Son cuchilladas a la vuelta de
cualquier esquina. Esos pensamientos
siempre asaltan su conciencia cuando precisamente se ha olvidado por completo
de ésta. Tal vez este tío sea uno de esos tristes místicos (por extensión todo
aquel sujeto que espere una recompensa por lo que la sociedad considera buenas
acciones e intenciones), educados con la severidad de unos padres que se han
llevado toda la vida predicando con el ejemplo. Alguna vez ha pensado que a algunos
individuos no les vendría nada mal que sus padres hubieran cometido algún
crimen y hubieran tenido que pagar por ello con una buena temporada entre rejas
o que al menos hubiesen alguna vez actuado ante ellos como unos auténticos
hijos de puta. De este modo no tendrían que estar todo el tiempo lamentándose
por no haber sabido estar a la altura de las exigencias de una buena educación.
El culmen de la educación supone
para este tío odiar a todos sin que se den cuenta. Evidentemente el resultado
es justo lo contrario a lo que la buena educación pretende. En el combate
desigual para reprimir el egoísmo y la soberbia innatos, siempre sale
victorioso la cosa sufriente, el objeto mermado que anhela la perfección
imposible de las formas. Se lo han
puesto tan difícil que confunde, por ejemplo, las circunstancias de tener un
puesto de trabajo con las del disfrute de un privilegio ilegitimo, robado a sus
semejantes gracias a un fallo del procesador de algoritmos. “Aún falta para que
las máquinas vivan en nuestras mentes”, se dice cuando ve las imprecisiones del actual sistema de la gran
computadora. Aunque tiene el presentimiento de que ciertos desajustes están
programados con la intención de jugar al despiste. En realidad estaría
dispuesto a dar su vida por no haber tenido educación. Daría su vida por otra.

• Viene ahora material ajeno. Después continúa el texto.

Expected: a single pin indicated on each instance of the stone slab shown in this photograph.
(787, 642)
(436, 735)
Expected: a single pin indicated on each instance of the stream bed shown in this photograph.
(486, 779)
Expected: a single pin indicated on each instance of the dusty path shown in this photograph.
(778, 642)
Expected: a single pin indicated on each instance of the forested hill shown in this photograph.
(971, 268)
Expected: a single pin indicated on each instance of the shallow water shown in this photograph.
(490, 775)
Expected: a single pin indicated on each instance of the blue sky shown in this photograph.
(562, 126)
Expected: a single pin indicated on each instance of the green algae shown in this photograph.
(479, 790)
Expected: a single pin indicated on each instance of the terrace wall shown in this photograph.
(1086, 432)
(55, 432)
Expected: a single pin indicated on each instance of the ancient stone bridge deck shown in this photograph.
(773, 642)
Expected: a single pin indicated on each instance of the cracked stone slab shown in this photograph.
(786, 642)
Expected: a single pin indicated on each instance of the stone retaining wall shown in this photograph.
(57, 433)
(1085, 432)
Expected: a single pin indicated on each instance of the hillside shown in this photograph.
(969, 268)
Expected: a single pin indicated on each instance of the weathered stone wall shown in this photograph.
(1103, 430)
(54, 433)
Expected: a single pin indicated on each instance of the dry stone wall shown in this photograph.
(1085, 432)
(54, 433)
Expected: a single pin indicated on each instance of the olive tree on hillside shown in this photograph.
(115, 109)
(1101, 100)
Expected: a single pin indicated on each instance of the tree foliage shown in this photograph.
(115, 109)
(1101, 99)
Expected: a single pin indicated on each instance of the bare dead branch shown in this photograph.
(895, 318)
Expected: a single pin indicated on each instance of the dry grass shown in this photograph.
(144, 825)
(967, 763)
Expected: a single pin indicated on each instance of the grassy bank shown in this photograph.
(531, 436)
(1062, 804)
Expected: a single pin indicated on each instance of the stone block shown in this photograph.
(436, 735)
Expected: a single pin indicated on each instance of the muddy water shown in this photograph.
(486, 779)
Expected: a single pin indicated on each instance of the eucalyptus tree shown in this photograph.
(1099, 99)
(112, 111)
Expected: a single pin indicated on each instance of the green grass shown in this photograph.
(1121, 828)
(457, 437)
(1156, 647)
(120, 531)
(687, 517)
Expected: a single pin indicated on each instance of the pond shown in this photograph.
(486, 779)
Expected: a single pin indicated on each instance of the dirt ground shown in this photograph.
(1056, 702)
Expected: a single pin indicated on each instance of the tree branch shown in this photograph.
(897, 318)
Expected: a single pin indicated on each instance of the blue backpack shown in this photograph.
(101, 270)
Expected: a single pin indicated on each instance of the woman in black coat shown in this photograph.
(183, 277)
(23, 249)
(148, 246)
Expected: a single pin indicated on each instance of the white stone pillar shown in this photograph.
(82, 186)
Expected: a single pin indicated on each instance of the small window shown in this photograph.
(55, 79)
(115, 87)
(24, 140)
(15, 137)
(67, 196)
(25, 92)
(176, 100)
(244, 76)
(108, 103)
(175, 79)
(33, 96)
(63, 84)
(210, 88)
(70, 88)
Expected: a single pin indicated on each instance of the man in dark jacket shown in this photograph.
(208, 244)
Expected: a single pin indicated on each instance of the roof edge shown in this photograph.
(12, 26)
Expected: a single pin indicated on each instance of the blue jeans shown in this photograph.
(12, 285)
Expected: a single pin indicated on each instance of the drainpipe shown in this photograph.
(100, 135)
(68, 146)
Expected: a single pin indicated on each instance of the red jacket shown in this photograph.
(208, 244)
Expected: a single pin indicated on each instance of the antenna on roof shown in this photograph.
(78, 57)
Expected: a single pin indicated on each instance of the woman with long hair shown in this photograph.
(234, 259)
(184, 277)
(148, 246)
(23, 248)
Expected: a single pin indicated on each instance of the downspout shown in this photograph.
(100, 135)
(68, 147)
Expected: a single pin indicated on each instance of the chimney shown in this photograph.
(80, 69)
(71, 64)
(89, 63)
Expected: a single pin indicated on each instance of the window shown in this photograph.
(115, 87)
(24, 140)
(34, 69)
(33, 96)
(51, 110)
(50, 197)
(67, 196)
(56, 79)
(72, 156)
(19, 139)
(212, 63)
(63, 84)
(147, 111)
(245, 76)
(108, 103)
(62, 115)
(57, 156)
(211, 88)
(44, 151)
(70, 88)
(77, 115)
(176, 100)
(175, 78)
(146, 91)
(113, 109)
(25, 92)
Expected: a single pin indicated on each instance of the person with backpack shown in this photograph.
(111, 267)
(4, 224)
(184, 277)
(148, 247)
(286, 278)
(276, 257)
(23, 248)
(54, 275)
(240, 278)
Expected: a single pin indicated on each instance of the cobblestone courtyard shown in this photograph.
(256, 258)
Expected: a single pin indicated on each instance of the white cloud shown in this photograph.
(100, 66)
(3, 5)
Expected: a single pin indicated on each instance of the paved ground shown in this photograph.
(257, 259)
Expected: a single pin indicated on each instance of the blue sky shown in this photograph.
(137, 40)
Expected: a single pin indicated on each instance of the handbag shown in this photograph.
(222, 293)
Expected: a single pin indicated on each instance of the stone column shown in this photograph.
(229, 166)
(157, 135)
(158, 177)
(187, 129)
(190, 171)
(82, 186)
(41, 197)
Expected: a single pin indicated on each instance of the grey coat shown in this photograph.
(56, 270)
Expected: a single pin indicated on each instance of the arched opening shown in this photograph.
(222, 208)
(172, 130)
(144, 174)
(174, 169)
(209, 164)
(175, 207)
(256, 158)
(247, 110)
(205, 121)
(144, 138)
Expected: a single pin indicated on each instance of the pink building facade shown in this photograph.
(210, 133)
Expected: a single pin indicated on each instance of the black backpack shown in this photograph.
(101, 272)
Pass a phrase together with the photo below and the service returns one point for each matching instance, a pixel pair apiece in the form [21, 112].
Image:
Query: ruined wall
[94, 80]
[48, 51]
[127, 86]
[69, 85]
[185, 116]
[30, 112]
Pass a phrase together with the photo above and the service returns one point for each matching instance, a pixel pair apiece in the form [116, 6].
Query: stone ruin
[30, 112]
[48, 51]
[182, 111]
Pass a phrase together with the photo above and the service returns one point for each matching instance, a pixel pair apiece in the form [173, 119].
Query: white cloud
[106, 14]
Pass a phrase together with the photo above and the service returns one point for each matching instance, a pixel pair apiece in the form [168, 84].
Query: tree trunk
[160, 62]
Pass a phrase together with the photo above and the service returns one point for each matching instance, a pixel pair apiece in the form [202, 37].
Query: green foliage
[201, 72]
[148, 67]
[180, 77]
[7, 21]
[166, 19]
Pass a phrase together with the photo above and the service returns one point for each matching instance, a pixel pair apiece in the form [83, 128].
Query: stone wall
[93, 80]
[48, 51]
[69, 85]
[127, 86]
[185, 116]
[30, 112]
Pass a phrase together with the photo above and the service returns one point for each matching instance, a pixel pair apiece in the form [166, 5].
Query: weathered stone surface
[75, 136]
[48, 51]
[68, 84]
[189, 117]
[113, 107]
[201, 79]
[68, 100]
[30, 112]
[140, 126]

Cosa que siente imposible, pues todas las posibles no se entienden sin la que
él ha tenido. Preferiría renunciar a todo lo que sabe para no sufrir la tortura
por saberlo.
Ha leído en el tiempo y oído en el túnel de la memoria que debe amar
a Dios sobre todas las cosas. La aseveración consciente o inconsciente de que
hay una materia o concepto a quien rendir cuentas por encima de “todas las
cosas” lo tiene atado de pies y manos. Da igual que sea cristiano o budista.

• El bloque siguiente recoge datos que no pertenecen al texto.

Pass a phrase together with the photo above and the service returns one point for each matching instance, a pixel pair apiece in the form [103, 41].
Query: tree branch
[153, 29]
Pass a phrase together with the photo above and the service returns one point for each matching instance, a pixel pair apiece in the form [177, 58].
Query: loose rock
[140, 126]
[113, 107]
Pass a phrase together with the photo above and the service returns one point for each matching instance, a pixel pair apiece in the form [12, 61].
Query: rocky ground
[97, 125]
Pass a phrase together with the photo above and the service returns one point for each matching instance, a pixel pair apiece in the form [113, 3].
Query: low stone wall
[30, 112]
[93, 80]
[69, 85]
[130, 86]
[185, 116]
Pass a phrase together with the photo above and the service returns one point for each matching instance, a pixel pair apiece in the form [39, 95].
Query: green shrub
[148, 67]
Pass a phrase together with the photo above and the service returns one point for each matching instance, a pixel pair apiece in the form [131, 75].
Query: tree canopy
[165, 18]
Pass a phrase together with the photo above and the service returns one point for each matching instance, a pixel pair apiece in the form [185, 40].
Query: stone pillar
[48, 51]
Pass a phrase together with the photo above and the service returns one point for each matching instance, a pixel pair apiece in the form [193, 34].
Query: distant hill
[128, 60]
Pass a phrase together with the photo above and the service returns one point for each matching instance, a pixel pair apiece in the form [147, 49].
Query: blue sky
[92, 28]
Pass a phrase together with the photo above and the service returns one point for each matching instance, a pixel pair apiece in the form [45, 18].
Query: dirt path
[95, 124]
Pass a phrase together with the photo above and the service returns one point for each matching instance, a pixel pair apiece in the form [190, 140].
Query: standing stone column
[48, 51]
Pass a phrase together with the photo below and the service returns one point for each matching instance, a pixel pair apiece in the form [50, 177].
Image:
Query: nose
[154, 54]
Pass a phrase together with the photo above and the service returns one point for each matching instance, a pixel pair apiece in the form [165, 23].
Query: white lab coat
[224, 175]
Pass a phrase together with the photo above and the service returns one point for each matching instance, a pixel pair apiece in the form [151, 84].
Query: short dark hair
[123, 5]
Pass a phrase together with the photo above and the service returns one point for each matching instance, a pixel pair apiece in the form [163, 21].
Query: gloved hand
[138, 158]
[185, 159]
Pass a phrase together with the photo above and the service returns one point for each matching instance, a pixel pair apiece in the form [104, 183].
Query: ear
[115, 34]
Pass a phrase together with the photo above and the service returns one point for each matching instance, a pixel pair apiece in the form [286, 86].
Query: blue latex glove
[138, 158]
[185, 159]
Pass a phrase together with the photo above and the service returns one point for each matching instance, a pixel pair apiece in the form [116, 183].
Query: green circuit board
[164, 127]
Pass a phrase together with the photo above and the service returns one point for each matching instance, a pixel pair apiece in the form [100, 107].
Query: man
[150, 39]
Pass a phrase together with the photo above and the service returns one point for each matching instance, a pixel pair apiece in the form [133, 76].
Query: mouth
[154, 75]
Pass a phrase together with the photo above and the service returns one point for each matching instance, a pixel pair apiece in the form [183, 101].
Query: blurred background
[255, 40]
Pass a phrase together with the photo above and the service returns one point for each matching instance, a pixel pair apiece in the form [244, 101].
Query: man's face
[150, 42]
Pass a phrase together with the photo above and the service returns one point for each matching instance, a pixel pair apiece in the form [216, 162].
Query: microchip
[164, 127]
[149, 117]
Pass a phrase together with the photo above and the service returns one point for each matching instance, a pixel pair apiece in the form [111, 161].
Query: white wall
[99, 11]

Hasta el ateo más radical siente que hay un mandamiento principal, una
oscuridad atroz de la que no podemos escapar.
En estos momentos se encuentra absorto viendo los informativos en la
televisión. Asume la pena inmensa por las víctimas de los desastres naturales y
las guerras con un “mea culpa” por no poder comprender las intenciones de ese
Dios al que ama y que lo contiene todo. Acaba de perderse en el laberinto de
los pensamientos y su conciencia no le pertenece, pues se ve a sí mismo perdido
en las imágenes del recuento de las víctimas.
De repente asaltan los cuchillos. Los pensamientos huyen y el gobierno
es del pánico. Va más rápido que la luz pero no consigue dejar atrás al
fantasma de la buena educación. Todavía no se ha esforzado lo suficiente.